EMPURIABRAVA, 22.09.2017 - 06:27 Uhr

Kommentar: Lärmorte Roses und Empuriabrava

ROSES / KATALONIEN / SPANIEN: Wer hierzulande lebt, hat sich entweder schon an die ständige Lärmberieselung gewöhnt, hört so gut es geht einfach weg, oder hat sich wirklich schon einen Hörschaden eingefangen.
Gerade im Hinblick auf die Sommerveranstaltungen (oder im Winter z.B. der Karneval) –  in Roses und Empuriabrava – ist es jedes Jahr dasselbe Drama: der Lärm ist da und nichts wird dagegen unternommen.
Die von der Weltgesundheitsbehörde WHO festgelegte und auch europaweit anerkannte zumutbare Lärmgrenze liegt bei 65 Dezibel.
Obwohl TÜV/ITV, Ordnungsämter und Polizei dies zu kontrollieren und ggf. dagegen vorzugehen haben, wird dieser Wert in vielen Fällen weder im Strassenverkehr, noch auf Baustellen, in Wohngebieten, in Discotheken und schon gar nicht auf öffentlichen Veranstaltungen eingehalten.
Nach wie vor knattern Harleys und andere unzeitgemässe Konstruktionen mit ohrenbetäubendem Lärm durch die Gegend. Vierrädrige Quads und wie wild gewordene Rasenmäher klingende Kleinkrafträder machen nicht nur durch halsbrecherische, alle Regeln des Strassenverkehrs missachtende Fahrmanöver, sondern auch durch viel zu laute Fahrgeräusche auf sich aufmerksam.
Wenn irgendwelche Felsen abgetragen werden müssen, wird monatelang mit grossen hydraulischen Meisseln herumgestemmt, anstatt sich zeitgemässer Technologien zu bedienen, die auf fast lautlose Weise in der Lage sind, Material zu zerteilen.

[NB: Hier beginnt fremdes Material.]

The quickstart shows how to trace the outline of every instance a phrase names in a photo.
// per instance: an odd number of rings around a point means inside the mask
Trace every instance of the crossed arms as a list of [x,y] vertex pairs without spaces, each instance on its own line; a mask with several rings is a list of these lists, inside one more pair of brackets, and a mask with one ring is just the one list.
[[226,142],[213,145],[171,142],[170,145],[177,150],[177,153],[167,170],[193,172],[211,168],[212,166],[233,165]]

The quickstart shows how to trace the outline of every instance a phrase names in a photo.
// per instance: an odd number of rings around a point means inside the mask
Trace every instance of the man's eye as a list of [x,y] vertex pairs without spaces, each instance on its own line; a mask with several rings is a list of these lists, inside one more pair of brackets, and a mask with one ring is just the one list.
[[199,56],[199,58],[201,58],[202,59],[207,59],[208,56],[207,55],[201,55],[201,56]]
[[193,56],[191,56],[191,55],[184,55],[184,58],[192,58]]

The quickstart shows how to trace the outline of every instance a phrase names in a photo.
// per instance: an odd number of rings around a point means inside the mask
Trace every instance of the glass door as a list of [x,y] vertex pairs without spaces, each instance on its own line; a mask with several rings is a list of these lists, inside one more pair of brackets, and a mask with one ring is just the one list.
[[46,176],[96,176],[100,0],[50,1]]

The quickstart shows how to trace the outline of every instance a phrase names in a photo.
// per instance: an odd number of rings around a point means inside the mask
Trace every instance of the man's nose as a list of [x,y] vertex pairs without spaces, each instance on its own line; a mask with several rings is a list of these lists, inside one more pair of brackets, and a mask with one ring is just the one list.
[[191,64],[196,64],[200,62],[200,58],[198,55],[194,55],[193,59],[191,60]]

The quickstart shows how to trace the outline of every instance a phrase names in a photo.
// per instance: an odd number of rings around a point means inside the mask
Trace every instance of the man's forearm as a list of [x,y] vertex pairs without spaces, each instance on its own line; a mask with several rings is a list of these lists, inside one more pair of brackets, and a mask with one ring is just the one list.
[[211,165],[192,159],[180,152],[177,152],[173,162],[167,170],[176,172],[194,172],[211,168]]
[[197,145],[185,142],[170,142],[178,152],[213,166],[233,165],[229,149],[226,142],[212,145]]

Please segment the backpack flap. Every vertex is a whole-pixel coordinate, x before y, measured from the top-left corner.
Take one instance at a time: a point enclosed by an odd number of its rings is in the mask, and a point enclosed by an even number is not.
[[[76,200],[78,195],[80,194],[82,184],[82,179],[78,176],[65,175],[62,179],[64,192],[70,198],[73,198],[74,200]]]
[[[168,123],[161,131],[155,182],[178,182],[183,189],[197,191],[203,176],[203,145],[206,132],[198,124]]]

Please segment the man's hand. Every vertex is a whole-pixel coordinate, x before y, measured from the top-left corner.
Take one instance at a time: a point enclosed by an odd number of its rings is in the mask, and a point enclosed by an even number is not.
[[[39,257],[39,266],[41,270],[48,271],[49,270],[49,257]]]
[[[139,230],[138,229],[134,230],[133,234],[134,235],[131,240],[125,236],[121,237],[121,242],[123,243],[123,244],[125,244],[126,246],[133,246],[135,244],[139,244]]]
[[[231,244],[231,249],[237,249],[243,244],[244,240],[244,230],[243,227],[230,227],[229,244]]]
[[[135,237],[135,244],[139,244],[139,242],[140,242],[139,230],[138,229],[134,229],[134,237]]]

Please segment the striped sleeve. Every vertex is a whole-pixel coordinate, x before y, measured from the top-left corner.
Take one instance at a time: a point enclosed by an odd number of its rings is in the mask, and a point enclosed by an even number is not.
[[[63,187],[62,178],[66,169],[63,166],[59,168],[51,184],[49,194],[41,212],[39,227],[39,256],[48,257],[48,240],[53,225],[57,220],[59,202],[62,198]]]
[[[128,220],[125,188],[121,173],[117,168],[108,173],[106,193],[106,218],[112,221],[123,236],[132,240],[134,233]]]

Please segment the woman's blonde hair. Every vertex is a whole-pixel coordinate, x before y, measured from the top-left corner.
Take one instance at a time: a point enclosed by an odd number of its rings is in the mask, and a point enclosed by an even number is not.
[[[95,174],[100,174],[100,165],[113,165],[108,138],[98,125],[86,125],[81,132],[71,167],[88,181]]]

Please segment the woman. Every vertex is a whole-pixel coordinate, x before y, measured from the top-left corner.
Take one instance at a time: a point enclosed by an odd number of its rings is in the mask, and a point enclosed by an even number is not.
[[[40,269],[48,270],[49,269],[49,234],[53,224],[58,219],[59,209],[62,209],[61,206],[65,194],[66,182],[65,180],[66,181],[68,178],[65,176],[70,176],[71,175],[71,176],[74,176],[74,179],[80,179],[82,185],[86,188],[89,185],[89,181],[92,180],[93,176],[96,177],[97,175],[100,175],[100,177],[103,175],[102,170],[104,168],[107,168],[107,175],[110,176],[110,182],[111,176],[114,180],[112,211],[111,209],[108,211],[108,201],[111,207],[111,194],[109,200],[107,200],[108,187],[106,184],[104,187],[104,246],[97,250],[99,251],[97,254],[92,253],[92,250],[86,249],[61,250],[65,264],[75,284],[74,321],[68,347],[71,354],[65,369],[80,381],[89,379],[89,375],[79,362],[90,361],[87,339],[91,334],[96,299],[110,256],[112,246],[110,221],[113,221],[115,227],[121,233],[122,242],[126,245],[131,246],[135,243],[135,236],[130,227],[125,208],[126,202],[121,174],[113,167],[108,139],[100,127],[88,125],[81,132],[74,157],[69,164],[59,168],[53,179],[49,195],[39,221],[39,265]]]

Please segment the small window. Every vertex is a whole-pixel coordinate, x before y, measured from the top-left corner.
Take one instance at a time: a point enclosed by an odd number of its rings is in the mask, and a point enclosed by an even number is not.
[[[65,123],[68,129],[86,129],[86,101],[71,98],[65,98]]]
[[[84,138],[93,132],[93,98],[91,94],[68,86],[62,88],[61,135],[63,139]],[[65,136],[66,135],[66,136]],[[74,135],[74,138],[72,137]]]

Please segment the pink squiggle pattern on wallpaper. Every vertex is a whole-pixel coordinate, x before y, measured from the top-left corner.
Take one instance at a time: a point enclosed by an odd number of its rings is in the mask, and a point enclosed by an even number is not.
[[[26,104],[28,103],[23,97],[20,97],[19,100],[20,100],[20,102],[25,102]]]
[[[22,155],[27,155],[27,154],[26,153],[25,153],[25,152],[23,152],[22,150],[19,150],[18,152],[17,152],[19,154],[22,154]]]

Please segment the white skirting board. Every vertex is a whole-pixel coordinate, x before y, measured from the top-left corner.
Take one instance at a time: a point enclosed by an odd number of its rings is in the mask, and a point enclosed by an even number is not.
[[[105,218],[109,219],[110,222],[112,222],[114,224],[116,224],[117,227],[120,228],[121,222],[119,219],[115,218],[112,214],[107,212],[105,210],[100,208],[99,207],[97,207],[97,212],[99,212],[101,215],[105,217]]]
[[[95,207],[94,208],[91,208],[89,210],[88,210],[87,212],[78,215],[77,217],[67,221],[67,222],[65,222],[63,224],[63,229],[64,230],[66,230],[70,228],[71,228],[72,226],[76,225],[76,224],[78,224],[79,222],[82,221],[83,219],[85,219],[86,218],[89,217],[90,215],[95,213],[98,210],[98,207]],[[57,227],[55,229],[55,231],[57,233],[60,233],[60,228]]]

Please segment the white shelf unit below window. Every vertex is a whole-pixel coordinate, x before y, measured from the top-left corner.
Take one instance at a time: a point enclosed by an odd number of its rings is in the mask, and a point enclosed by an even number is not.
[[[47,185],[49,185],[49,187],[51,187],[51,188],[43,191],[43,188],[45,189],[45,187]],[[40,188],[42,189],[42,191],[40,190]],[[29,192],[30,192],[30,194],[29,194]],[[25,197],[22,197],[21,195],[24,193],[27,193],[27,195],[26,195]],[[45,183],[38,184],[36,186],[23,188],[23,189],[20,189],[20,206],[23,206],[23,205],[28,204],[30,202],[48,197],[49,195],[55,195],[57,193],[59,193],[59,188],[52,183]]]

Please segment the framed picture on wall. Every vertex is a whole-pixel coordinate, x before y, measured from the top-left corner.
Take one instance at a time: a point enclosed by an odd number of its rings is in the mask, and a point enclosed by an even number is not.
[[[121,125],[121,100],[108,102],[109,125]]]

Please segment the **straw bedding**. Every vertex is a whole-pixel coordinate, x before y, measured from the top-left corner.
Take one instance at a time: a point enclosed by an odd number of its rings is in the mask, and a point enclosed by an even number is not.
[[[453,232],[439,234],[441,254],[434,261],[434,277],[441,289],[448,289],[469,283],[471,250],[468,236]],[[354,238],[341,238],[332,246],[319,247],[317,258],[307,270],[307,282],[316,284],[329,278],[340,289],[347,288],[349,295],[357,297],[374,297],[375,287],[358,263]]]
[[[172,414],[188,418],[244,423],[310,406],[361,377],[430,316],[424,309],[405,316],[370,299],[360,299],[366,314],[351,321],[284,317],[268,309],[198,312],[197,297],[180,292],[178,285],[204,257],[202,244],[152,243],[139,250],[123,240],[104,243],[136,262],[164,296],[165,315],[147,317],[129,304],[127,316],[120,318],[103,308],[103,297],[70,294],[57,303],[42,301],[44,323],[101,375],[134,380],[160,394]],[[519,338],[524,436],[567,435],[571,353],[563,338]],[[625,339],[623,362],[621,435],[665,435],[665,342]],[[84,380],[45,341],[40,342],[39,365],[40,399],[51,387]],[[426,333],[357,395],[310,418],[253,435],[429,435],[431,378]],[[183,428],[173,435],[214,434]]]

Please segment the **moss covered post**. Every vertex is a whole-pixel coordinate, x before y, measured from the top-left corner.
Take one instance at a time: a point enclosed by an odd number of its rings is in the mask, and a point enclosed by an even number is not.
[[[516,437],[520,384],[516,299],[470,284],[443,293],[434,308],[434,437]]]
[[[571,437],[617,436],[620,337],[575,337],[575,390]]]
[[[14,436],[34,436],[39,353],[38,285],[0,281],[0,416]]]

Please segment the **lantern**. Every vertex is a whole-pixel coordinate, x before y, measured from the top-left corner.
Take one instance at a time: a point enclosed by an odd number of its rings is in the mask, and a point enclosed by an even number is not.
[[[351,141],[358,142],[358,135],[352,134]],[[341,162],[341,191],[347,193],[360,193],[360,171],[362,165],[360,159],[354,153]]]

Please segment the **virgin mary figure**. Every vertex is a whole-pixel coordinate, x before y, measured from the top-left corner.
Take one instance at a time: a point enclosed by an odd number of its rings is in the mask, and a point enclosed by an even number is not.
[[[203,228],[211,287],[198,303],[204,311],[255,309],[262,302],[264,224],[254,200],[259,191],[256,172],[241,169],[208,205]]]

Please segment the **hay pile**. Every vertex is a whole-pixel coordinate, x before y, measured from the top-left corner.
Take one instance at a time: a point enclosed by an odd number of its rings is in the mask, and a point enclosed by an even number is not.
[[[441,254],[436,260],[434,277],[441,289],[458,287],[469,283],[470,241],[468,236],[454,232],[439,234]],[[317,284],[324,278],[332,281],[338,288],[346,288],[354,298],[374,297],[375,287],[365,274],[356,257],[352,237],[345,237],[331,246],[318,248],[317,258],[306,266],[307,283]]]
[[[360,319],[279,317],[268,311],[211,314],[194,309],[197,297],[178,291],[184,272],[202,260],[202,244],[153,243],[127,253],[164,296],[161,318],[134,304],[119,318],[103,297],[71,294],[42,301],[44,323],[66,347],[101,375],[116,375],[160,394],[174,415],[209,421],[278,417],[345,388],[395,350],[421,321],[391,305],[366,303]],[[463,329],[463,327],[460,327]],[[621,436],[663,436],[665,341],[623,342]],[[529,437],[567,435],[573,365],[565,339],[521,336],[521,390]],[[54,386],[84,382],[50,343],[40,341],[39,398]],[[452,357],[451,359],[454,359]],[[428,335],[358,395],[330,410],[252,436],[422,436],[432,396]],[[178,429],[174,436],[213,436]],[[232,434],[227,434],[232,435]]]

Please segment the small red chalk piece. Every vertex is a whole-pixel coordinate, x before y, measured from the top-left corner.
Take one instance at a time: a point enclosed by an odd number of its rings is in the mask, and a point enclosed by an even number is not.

Baubehörden und Ordnungsämter sollten sich endlich darum kümmern, dass der Lärmpegel auf Baustellen auf ein Minimum beschränkt wird, anstatt nachzumessen, ob eine Baugrenze um wenige Zentimeter nicht eingehalten wurde.
Die Frage ist nicht, ob es nötig und für die Stadt auf welche Art auch immer positiv ist, in der Zitadelle von Roses Open-Air-Veranstaltungen zu genehmigen oder in Empuriabrava ein Konzert nach dem anderen am Strand zu veranstalten, deren Lärmpegel noch in hunderte von Metern entfernten Wohnungen zu nachtschlafender Zeit die Gläser im Schrank klirren lässt. Die Frage ist, ob dies mit den zulässigen Lärmgrenzen zu vereinbaren ist. Das ist es definitiv nicht.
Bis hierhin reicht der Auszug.